That's Roy on the left and Fran on the right, with friends in the middle. That's kind of the way they lived.
Yesterday I attended a memorial service for Roy and Fran Seitz, two people in my personal Hall of Fame. Mr. and Mrs. Seitz designed their own service, and made sure that it would be a celebration of their lives and not a gloomy service. Well, there were some tears shed, but it was far from gloomy. More like a scene from "It's a Wonderful Life." The sanctuary was packed to overflowing.
The Seitzes, you see, touched many many people by constantly being in service for others at the Church, the Children's Home and especially its garden, the Berea Jaycees, Baldwin Wallace College, Little League and a thousand other causes and activities that we will never find out about. Mr. Seitz served in the Army in World War 2, was an athlete, musician, coach, salesman and probably had 100 other roles that he filled. Among other things, Mr. Seitz was my baseball coach in Pony League when I was about thirteen. Kenny Seitz was our slugging first baseman. At that time, truth to tell, I thought I knew much more about baseball than Mr. Seitz (despite the fact that I was the worst player on the team), and I didn't much care for his coaching. Years later, my mother started attending Berea United Methodist Church, and I reconnected with the Seitzes and to make a long story short, I understood that the Seitzes embodied the teachings of Jesus Christ as much as anyone I have ever known. You see, it wasn't just sports. Mr. Seitz was trying to teach us about life.

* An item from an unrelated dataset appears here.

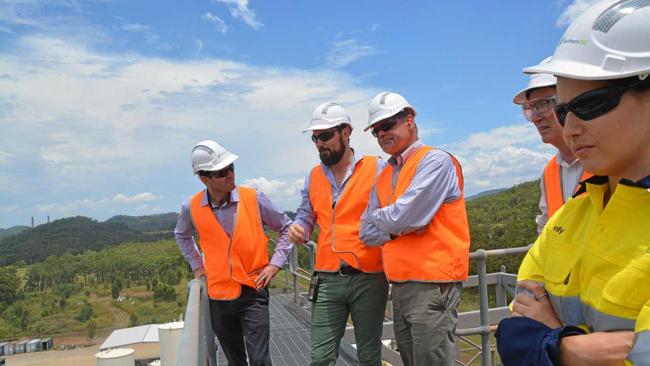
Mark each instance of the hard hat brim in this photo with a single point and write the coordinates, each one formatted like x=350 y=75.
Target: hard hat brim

The Seitzes influenced everyone around them, and brought people to church and to service projects of all kinds. I can only imagine how many people helped support the Children's Home, not to mention all the kids who came to attend college under their encouraging influence. They love to work in the kitchen, cooking dinner for Baldwin Wallace students. Years ago the BW football team, coached by Lee Tressel, was fueled by chicken power, courtesy of Mr. Seitz. One time they cooked 500 chickens for a fundraiser at Finney Stadium, and the cloud of smoke caused Dr. Bonds to fear that stadium was on fire and he called the fire department. Mr Seitz threw out the first ball of football practice for some 50 plus years running. He taught hundreds of kids at the orphanage how to plant seeds and grow their own food.
It was great to reconnect with Don, Ken and Gary, as well as other friends like Keith Keller, Dave Tressel, Kevin Preston and others.
We had the opportunity to recreate one of their legendary chicken barbecues along with Mrs. Seitz's jello fruit salads. Very simple, but about the best food I have ever tasted, served with love. A lot of laughter, band music and some examples of Mr. Seitz's wicked jokes, courtesy of Gary.
As with most things in life, the Seitzes did it right.